Penelope’s quietly uttered words rocked through him.
A shadow of the man you used to be.
Was that what she thought he was doing? Was that what they
all
thought? That he was settling for being some washed-up has-been?

An even more alarming thought was quick to follow: were they right?

Cole set his beer aside and stood, going to take the packed duffle back from Penelope and slinging it over his shoulder. “How the heck is a bag this full so light?”

Penelope shrugged. “It’s mostly Mollie’s bras and panties.”

Cole winced. “Didn’t need to know.”

Jackson barely heard any of this. He was too busy trying to figure out how he felt about the fact that
Oxford
was dropping him as its cover story.

He shouldn’t care. Hell, he hadn’t even been sure he wanted to do that story in the first place. And there would be dozens of other media sources that would be salivating over getting an exclusive.

But Penelope’s words were on repeat in his head.
The story I wanted to tell was about you becoming a new man. Not a shadow of the man you used to be.
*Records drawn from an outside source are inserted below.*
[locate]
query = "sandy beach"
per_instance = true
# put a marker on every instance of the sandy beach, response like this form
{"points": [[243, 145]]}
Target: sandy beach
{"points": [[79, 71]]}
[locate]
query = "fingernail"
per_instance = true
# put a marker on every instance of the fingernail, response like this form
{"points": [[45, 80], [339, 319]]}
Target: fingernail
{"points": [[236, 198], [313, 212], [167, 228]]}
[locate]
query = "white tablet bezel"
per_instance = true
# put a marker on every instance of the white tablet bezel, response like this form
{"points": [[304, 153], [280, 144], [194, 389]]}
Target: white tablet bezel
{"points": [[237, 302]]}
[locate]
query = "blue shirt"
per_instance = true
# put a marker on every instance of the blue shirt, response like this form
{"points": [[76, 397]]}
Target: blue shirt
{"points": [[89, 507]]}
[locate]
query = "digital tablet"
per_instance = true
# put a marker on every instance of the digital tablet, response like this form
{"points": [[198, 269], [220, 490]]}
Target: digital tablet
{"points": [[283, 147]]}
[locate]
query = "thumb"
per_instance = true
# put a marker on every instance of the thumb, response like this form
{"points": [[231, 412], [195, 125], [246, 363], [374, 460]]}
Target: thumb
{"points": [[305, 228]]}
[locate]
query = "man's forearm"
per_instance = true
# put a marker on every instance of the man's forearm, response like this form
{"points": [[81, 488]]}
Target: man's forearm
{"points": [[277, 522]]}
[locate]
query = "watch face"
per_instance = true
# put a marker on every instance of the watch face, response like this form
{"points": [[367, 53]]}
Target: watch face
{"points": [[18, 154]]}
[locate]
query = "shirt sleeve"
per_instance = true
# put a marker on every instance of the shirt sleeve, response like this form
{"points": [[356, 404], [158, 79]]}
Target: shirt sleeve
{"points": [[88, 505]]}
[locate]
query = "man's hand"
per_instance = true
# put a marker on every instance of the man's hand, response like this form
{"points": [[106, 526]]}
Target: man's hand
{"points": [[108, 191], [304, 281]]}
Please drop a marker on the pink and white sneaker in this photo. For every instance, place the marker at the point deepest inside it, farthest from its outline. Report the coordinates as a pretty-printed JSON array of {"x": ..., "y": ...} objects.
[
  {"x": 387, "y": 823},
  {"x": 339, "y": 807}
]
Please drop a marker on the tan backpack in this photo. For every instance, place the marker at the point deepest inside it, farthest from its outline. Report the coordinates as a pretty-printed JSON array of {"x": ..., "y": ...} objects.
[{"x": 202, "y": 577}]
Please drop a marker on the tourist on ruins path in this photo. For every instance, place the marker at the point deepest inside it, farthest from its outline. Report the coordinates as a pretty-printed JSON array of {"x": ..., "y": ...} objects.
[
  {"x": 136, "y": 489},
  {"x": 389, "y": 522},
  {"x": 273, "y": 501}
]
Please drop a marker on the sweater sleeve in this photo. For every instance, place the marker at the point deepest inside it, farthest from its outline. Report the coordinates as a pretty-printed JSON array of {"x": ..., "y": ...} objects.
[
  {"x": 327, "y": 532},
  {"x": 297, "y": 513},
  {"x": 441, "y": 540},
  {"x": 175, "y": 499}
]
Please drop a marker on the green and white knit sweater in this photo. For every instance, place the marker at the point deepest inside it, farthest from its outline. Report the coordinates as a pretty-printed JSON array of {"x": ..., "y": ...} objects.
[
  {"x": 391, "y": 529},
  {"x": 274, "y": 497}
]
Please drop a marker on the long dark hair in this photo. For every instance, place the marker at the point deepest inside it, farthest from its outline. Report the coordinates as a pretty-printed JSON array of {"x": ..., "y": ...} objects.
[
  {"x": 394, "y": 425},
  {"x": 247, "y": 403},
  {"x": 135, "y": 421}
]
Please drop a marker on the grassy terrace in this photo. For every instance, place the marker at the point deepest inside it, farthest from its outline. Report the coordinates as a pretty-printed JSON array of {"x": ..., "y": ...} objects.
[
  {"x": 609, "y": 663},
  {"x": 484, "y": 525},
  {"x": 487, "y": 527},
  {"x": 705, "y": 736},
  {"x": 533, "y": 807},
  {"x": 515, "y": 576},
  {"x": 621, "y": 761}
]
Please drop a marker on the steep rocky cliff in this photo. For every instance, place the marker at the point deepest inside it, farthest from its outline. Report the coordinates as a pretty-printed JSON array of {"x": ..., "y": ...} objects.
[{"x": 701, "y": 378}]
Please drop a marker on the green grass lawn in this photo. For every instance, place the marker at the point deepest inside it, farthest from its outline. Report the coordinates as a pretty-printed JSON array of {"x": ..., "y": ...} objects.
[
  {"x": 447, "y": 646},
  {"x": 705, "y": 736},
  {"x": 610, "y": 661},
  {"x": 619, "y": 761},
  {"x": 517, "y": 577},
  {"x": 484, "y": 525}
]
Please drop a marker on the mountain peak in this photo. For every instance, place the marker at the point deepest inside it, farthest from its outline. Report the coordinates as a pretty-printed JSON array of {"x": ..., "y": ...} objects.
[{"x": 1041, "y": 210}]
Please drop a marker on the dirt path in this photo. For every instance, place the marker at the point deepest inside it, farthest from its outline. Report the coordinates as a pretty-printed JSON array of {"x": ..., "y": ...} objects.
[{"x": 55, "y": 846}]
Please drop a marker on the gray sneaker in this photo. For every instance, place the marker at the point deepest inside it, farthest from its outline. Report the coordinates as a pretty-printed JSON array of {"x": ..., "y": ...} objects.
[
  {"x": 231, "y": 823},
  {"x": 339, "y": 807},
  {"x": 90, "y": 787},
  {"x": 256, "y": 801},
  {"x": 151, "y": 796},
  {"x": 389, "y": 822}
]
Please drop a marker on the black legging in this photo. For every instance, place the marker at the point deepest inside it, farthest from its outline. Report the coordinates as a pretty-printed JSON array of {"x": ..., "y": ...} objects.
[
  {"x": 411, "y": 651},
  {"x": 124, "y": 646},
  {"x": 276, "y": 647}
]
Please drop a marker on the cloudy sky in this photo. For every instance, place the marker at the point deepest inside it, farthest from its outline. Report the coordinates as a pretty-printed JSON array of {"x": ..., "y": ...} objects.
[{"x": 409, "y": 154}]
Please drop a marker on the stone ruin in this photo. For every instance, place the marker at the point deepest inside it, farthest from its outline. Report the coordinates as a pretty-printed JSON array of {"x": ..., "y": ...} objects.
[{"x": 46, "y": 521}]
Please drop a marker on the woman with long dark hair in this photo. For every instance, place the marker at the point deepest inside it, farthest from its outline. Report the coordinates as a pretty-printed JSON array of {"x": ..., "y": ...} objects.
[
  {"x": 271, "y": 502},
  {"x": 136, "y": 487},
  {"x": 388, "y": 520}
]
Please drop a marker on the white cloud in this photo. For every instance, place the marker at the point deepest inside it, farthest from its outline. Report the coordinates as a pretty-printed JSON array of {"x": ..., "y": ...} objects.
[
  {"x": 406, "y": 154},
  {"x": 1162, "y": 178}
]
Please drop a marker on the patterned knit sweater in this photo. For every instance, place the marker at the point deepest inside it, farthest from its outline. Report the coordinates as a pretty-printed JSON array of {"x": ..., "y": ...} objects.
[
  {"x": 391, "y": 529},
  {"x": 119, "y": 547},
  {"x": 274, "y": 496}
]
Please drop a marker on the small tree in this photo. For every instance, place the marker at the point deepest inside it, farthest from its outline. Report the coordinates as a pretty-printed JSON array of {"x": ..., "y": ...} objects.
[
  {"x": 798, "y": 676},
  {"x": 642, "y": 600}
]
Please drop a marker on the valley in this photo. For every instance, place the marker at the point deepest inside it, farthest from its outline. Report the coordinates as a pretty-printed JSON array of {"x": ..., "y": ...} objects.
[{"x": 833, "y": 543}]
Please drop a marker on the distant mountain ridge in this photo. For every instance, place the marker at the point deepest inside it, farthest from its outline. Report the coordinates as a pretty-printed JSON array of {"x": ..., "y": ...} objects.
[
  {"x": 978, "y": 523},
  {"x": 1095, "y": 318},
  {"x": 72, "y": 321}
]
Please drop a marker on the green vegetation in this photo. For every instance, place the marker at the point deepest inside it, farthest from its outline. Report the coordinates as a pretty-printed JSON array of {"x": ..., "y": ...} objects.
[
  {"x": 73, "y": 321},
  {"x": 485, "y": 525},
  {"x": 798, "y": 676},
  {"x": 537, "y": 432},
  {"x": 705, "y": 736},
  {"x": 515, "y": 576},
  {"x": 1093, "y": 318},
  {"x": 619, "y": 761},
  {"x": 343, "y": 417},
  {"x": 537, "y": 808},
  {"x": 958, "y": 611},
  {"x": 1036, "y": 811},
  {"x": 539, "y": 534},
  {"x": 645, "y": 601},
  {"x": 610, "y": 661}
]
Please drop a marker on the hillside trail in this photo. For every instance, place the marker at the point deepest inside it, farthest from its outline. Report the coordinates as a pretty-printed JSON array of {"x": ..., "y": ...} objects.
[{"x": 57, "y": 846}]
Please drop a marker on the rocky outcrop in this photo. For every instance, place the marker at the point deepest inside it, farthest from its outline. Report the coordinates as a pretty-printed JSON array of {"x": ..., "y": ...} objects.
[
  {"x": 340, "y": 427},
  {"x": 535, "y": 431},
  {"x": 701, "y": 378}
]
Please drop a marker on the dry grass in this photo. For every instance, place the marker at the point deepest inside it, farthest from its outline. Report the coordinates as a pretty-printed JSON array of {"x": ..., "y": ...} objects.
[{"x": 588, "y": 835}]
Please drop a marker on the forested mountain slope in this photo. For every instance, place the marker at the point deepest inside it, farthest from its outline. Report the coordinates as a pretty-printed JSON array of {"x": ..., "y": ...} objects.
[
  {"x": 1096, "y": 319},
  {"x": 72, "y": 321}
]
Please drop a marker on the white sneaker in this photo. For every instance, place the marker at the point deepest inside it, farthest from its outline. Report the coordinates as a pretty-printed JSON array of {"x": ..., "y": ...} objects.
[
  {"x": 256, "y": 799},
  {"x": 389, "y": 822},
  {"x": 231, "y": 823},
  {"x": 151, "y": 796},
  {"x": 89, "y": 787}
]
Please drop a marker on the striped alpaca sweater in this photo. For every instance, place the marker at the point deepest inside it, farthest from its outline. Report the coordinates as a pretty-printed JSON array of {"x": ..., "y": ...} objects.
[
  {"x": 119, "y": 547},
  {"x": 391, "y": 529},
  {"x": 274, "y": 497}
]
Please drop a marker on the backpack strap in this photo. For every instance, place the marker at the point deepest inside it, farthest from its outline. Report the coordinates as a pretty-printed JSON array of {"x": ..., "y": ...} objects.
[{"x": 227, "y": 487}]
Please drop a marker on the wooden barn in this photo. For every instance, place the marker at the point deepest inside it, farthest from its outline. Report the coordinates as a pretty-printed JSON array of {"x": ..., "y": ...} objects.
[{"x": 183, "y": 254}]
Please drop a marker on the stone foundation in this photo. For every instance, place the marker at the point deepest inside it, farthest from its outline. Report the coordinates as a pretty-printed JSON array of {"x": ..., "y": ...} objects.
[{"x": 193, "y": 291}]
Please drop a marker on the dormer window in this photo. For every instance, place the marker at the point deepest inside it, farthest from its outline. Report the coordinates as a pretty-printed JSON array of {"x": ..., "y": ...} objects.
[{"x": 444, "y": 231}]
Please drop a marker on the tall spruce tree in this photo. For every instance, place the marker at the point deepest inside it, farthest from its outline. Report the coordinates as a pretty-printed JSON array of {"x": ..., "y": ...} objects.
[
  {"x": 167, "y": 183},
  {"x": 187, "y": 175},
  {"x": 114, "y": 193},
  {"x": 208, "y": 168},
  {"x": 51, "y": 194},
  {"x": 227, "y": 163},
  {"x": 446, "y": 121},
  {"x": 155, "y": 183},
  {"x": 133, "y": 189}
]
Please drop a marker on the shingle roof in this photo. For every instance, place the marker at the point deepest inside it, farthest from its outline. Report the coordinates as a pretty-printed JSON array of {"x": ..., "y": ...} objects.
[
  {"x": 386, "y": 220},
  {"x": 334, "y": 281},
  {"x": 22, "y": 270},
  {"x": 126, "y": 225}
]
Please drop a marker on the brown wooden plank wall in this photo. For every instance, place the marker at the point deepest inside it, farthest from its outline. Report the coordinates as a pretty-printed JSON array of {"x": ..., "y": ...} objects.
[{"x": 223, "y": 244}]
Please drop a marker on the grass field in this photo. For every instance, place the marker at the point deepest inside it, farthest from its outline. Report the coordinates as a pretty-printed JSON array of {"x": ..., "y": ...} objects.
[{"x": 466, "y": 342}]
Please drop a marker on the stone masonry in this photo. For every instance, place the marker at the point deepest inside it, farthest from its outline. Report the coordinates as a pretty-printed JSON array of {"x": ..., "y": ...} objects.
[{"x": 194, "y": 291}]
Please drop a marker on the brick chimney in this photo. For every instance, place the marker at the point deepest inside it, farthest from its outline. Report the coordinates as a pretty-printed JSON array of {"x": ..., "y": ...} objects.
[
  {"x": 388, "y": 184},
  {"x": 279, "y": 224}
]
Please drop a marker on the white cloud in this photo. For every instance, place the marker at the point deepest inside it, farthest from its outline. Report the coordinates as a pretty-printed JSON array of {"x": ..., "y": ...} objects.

Penelope and Cole headed to the door, and Jackson frowned as he stood. “You’re leaving?”

“No offense, man, but you’re shit for company,” Cole said.

“Maybe because you came storming over uninvited and started lecturing me on how to live my life.”

Cole shrugged. “Yeah, that could be it.” He reached for the doorknob, then turned back and looked at Jackson. “I’m not going to pretend I’m not pissed, but once I get over that—”

“That’ll take about an hour,” Penelope interrupted.

He smiled and kissed her head. “Once I’m over it, call me if you want to talk. Or drink. Or just sit in manly silence and brood.”

Jackson swallowed hard and gave a quick nod. “Thanks, man.”

Cole nodded once in response and stepped out into the hall as Penelope rolled her eyes. “Men. But yes, seriously. Do let us know if you need anything. Just because Mollie’s staying with Riley doesn’t make you any less our friend. It’s like Cole said. You’re one of us now.”

Jackson couldn’t think of a damn thing to say to that, so he just stood there as Penelope gave a friendly wave and followed Cole into the hallway.

Just before the door closed, she stuck her head back in. “Oh, and Jackson?”

“Yeah.”

She grinned. “You’re gonna miss us when you’re gone.”